Heading out it was very very steep and Sophie and I were soon down to our usual coping methods - her with her iPod, me cursing silently outward but loudly inward. About 1 hour into the hike, we came to a ruin but it was 100 steps straight up to see it. I took a pass and continued on by myself while the group went up. The path changed to flat and downhill, the landscape from rocky mountain to cool forest. No one was around me at all, which was lovely and peaceful. And so I walked for about 30 minutes and then of course, the others caught up. Across the valley, we could see smoke. Effrey said it was farmers burning their fields to prepare for the rainy season. Then up along the side of the mountain we went, through several tunnels and along narrow paths with sheer drops on the side.

Lunch was on top - freezing cold even with my fleece on. Washroom was funny - in the middle of a field a portapotty on top of a hole in the ground.
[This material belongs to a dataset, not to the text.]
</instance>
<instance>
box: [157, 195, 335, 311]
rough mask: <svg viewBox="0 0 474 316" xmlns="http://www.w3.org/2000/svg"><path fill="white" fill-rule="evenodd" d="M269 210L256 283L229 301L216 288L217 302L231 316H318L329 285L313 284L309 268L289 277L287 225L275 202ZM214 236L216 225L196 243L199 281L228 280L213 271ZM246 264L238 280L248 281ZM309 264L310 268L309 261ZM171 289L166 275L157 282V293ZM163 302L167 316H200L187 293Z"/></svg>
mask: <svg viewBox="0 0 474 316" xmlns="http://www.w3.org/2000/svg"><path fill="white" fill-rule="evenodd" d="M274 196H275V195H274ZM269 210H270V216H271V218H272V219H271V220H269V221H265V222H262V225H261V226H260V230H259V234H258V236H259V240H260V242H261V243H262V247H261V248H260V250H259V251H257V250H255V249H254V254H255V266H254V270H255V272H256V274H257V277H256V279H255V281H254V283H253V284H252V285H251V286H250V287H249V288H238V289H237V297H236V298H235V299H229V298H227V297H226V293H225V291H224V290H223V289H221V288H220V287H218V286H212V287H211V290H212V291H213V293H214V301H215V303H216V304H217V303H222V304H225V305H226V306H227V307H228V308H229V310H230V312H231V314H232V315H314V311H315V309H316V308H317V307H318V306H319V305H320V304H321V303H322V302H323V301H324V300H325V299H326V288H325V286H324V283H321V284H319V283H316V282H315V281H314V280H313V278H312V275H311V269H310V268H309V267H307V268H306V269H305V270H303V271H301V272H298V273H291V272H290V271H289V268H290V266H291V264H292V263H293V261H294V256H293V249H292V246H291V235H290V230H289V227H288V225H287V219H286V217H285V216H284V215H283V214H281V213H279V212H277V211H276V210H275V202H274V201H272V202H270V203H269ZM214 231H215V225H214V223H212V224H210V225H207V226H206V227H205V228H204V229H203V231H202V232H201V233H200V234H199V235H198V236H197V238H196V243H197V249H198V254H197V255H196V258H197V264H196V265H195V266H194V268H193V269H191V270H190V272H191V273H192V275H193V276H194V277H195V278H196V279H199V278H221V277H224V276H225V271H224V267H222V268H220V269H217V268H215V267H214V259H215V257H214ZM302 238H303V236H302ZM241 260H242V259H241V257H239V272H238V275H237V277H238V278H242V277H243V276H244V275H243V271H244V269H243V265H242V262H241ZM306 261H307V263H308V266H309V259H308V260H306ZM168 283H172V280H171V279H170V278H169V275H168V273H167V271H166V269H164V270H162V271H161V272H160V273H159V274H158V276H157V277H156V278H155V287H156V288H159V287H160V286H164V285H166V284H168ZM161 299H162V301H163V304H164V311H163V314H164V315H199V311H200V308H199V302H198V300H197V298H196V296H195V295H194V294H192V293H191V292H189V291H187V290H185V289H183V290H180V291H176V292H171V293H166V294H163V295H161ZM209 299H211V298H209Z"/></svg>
Door wouldn't close but view was lovely once you managed to balance.

Then after lunch came the stairway to hell - about one hour of steep and uneven stairs down to the next Inca ruin - no way to skip or rush so it was thud! thud! all the way down. The ruin was interesting and gave us a bit of a break before another hour of stairs down. Where the trees broke, we could see the larger ruins, small in the distance, of where we were headed for the last camp. They looked so small I wondered how we would ever get there.

It took about one hour to reach them and when we did, it felt like we had reached the end of the world. This was my favourite moment of the Trail. I remember sitting on one of the higher plateaus and dangling my legs over the edge and feeling very very happy.

Another 15 minutes we were in the last camp: 9 hours of hiking, including breaks. Camp was rowdy as all the groups got there eventually and there was beer and showers to be had. We kept clear though as we were to be up at 4am for the final hike to Machu Picchu. I found it a bit jarring to be in so much noise again and the sound of the train startled me.

That night after dinner, we said goodbye and thank you to the cooks and porters. They were to leave on the earliest train in the morning, taking a shortcut down the mountain with all the gear. Only two carried our duffle bags to Agua Calientes to leave them at a restaurant for us to pick up later. We put all our tips into one pile (150 soles each) and Effrey sorted all the tips out by seniority. Cook and assistant cook get most, then head porter, then a bunch of money to be divided among the others. We all had larger bills when 20s and 10s would have been best. Then he called everyone together and we stood rather awkwardly about when he asked us to say something and he would translate it for them. I said thanks to the two men who brought us cocoa tea every morning. Someone else generally thanked the cooks, others picked specific things like me, so I think we covered everyone. One of the porters moved forward and said he hoped we had had a pleasant journey. In order of hierachy, four of us - the three men in the group and I - handed the tips to the appropriate receiver and shook hands. Then we shook hands and said thank you to each person and the tipping ritual was done.